На новый окрик ротмистр только втянул голову в плечи. Он вовсе не хотел рассказывать. Замкнулся. А ведь можно было подтолкнуть мальчишку к откровенности. Тем более что вина-то плевая. Формально состоял в тайном обществе! Да мало ли таких отпустили с порога? Но Чернышев гнул свое. Настаивал. Повторял вопросы. В какой-то момент Бенкендорфу показалось, что следователь намеренно сгущает краски. Толкает санки с горы. Это выглядело странно. Все старались выгородить родственников. И хотя генерал-адъютант графам Чернышевым – седьмая вода на киселе, как-то принято помогать своим…
– Не сметь молчать! Отвечать на вопрос!

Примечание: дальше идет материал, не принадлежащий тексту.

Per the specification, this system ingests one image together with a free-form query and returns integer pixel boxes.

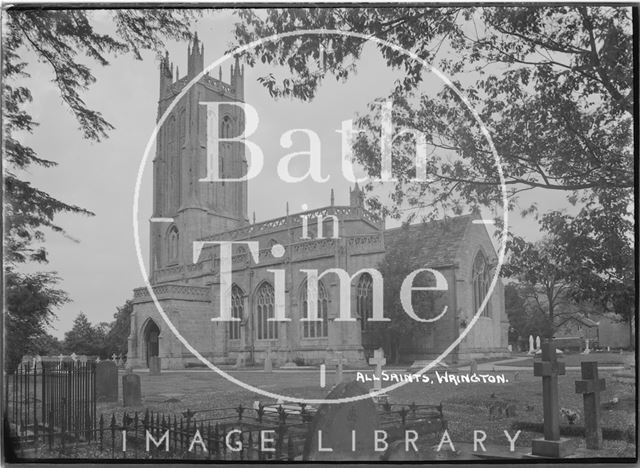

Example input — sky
[13,11,576,338]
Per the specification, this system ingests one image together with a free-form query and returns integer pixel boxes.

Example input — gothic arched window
[300,283,329,338]
[220,115,231,138]
[471,252,491,317]
[356,273,373,330]
[229,284,244,340]
[167,226,180,262]
[256,283,278,340]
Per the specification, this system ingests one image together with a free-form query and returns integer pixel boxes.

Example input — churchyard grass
[98,355,635,450]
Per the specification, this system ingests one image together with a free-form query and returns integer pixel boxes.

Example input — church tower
[150,34,249,275]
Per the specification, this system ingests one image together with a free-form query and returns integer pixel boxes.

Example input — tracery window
[356,273,373,330]
[229,284,244,340]
[256,283,278,340]
[472,252,491,317]
[300,283,329,338]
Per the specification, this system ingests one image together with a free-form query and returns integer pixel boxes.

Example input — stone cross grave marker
[369,348,387,391]
[329,351,347,385]
[576,362,606,450]
[531,340,569,458]
[122,372,142,406]
[302,380,382,461]
[96,361,118,402]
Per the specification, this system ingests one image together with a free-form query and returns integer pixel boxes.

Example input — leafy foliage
[104,300,133,355]
[2,8,194,368]
[236,5,635,330]
[63,312,104,357]
[5,270,69,372]
[368,224,452,362]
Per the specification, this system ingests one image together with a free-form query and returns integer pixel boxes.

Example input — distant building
[127,37,508,368]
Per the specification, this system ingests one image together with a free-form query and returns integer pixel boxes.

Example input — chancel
[127,37,508,369]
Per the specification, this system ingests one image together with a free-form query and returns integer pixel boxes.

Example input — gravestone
[531,340,569,458]
[576,362,606,450]
[236,354,245,369]
[149,356,162,375]
[302,381,382,461]
[122,370,142,406]
[369,348,387,391]
[329,352,347,385]
[264,347,273,372]
[96,361,118,402]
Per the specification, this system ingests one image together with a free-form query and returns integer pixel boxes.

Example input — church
[127,36,508,369]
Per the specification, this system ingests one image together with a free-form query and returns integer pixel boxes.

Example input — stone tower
[150,34,248,275]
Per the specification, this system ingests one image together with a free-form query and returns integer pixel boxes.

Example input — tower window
[220,115,231,138]
[168,226,180,262]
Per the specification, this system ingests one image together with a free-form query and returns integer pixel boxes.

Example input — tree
[5,271,69,372]
[236,5,635,344]
[104,300,133,356]
[236,6,633,214]
[2,8,193,366]
[542,192,636,344]
[368,224,445,363]
[63,312,105,358]
[503,236,575,337]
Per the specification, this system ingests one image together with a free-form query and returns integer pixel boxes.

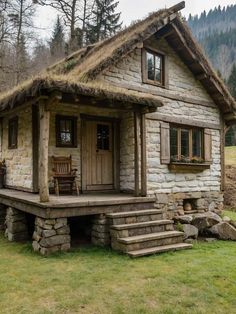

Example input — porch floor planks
[0,189,155,218]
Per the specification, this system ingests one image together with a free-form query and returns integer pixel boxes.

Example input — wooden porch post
[39,100,50,202]
[140,113,147,196]
[134,112,140,196]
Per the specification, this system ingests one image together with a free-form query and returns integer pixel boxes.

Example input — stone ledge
[168,162,211,172]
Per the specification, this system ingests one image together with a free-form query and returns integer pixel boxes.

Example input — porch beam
[39,100,50,203]
[134,112,140,196]
[140,113,147,196]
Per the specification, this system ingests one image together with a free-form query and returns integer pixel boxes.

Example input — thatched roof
[0,2,236,118]
[0,76,163,111]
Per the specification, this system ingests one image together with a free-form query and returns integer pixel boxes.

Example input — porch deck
[0,189,155,218]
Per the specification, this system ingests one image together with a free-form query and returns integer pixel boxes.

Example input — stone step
[106,209,163,225]
[112,231,183,253]
[127,243,192,257]
[110,219,174,238]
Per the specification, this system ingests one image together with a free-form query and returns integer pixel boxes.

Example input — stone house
[0,2,236,256]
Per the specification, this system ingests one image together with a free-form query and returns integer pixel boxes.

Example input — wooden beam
[224,112,236,122]
[220,118,225,192]
[140,113,147,196]
[39,101,50,203]
[32,105,39,193]
[112,83,216,108]
[168,1,185,13]
[134,112,140,196]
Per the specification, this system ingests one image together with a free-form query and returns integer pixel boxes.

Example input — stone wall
[0,107,33,190]
[49,104,134,191]
[100,36,216,103]
[0,204,6,232]
[5,207,29,242]
[32,217,71,255]
[100,33,222,212]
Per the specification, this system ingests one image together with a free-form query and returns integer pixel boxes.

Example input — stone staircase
[107,209,192,257]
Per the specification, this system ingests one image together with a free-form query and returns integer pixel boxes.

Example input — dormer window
[143,49,165,86]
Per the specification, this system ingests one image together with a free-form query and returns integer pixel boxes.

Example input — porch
[0,189,155,219]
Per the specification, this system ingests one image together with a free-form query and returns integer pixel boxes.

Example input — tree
[8,0,35,84]
[88,0,122,43]
[228,63,236,99]
[33,0,94,52]
[49,16,65,61]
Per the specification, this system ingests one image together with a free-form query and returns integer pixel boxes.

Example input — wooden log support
[220,118,226,192]
[39,100,50,203]
[134,112,140,196]
[140,113,147,196]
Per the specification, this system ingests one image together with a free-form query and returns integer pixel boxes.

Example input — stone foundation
[0,204,6,231]
[5,207,29,242]
[32,217,71,255]
[91,214,111,246]
[155,192,224,219]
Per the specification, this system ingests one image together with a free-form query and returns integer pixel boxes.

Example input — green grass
[225,146,236,165]
[0,235,236,314]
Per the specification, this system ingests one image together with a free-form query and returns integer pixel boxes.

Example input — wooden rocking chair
[52,155,79,196]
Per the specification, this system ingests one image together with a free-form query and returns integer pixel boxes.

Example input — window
[97,124,110,150]
[56,115,77,147]
[170,126,204,163]
[8,117,18,149]
[143,50,164,86]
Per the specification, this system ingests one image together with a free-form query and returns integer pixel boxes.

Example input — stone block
[56,226,70,234]
[7,221,28,233]
[32,241,40,252]
[42,229,57,238]
[61,243,70,252]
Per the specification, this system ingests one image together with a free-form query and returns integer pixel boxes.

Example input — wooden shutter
[204,129,212,163]
[161,122,170,165]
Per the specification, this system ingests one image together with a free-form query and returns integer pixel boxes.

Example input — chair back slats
[52,156,72,175]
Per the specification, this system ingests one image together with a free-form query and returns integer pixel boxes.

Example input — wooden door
[82,120,114,191]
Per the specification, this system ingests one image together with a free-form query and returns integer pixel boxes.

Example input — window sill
[142,78,167,89]
[168,162,211,172]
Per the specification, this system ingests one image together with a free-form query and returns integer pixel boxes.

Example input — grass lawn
[225,146,236,165]
[0,235,236,314]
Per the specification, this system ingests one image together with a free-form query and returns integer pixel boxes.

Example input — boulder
[182,224,198,239]
[209,222,236,241]
[223,216,231,223]
[191,211,222,232]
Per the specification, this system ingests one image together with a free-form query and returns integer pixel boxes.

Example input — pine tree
[228,63,236,99]
[88,0,122,43]
[49,16,65,60]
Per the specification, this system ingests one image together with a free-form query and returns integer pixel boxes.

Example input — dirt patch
[224,165,236,208]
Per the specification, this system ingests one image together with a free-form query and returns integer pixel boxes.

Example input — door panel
[82,121,114,191]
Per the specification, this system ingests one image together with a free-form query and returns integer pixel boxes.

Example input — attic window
[142,49,165,86]
[56,115,77,147]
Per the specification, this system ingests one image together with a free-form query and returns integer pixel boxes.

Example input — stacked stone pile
[33,217,71,255]
[5,207,29,241]
[92,214,111,246]
[174,211,236,241]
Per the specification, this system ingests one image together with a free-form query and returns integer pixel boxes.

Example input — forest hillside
[188,5,236,80]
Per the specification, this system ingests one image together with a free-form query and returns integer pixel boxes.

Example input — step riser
[110,214,163,225]
[111,235,183,253]
[110,224,174,238]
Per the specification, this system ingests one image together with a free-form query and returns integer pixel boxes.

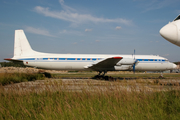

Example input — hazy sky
[0,0,180,62]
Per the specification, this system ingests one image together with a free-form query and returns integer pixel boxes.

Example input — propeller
[133,49,138,73]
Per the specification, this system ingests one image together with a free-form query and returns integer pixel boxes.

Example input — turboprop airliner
[5,30,176,75]
[160,15,180,47]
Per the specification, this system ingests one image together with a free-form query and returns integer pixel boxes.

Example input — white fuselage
[160,15,180,46]
[18,53,176,71]
[5,30,176,73]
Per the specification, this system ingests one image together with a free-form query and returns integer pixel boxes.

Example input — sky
[0,0,180,62]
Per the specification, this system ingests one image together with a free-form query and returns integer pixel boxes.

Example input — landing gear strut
[93,71,114,80]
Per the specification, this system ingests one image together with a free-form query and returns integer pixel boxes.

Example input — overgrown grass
[0,73,180,120]
[53,72,180,79]
[0,73,45,85]
[0,87,180,120]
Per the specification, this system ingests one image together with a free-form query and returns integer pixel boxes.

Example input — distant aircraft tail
[13,30,36,58]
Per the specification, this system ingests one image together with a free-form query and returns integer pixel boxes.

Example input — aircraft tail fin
[14,30,35,58]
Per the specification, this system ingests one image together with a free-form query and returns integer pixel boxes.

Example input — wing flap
[84,57,122,69]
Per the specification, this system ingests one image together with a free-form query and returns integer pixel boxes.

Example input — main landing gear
[93,71,114,80]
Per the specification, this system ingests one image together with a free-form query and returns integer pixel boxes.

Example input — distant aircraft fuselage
[159,15,180,46]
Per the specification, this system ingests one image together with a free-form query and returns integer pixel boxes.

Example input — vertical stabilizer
[14,30,35,58]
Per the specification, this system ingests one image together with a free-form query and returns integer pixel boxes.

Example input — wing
[84,57,122,70]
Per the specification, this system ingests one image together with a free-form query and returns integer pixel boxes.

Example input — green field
[0,72,180,120]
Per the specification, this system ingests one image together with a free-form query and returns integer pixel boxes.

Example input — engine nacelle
[116,58,136,66]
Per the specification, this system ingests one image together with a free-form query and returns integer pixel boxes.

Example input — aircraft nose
[159,23,178,43]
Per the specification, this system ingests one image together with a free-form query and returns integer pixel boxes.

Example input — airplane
[159,15,180,47]
[4,30,177,76]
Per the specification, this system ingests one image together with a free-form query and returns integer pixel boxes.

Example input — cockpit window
[174,15,180,21]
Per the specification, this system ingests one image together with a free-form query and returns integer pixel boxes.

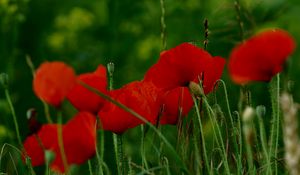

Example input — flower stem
[26,55,53,123]
[269,74,280,174]
[202,97,231,174]
[160,0,167,50]
[234,0,244,41]
[57,110,69,173]
[193,96,211,174]
[216,79,242,174]
[4,88,23,148]
[141,125,148,170]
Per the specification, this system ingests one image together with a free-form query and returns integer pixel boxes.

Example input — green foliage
[0,0,300,174]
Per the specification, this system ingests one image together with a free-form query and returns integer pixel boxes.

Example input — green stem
[202,97,230,174]
[57,111,69,173]
[141,125,148,170]
[234,0,244,41]
[160,0,167,50]
[88,160,93,175]
[79,81,188,172]
[269,74,280,174]
[42,101,53,123]
[216,79,242,174]
[113,133,125,175]
[4,88,23,148]
[258,116,272,174]
[26,55,53,123]
[193,96,211,174]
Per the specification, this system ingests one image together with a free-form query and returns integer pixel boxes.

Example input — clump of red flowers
[24,43,225,172]
[23,112,96,173]
[228,29,295,84]
[33,61,76,106]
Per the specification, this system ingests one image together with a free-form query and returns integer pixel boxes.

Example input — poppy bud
[107,62,115,76]
[256,105,266,117]
[189,81,204,96]
[45,150,55,164]
[27,108,42,135]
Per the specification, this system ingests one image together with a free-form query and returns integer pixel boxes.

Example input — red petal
[23,124,57,166]
[51,112,96,173]
[67,65,107,113]
[144,43,225,93]
[229,30,295,84]
[33,61,76,106]
[160,87,194,125]
[98,81,159,134]
[24,112,96,173]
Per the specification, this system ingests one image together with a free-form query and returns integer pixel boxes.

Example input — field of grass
[0,0,300,175]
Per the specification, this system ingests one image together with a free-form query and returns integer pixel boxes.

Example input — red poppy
[98,81,159,134]
[24,112,96,173]
[160,87,194,125]
[228,29,295,84]
[23,124,57,166]
[144,43,225,94]
[67,65,107,113]
[33,61,76,106]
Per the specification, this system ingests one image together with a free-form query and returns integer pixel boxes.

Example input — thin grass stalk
[162,157,171,175]
[57,110,69,174]
[269,74,280,175]
[243,106,255,175]
[4,88,23,148]
[79,81,188,172]
[202,96,231,174]
[216,79,242,174]
[95,118,104,175]
[107,62,125,175]
[26,55,53,123]
[192,96,211,174]
[160,0,167,50]
[192,118,203,175]
[0,143,35,175]
[257,113,272,174]
[234,0,244,41]
[88,160,93,175]
[234,111,243,174]
[141,125,148,169]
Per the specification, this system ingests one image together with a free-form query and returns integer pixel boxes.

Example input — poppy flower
[33,61,76,106]
[98,81,160,134]
[23,112,96,173]
[228,29,295,84]
[144,43,225,94]
[67,65,107,114]
[160,87,194,125]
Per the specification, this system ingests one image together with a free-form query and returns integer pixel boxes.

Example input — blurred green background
[0,0,300,173]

Смотреть в лицо!
Глаза у ротмистра закатились, казалось – он вот-вот упадет со стула.
– П-перестаньте. – Бенкендорф ощутил сухость во рту. – Дайте же ему одуматься. Не кричите на него.
Величественный разворот, который Чернышев совершил в сторону своего товарища, был достоин кисти Рубенса: Марс, на поле боя озирающий поверженных противников.
– Что такое?
Александр Христофорович уже готов был откусить себе язык.
– Дайте ему подумать. Ведь он самого себя не помнит.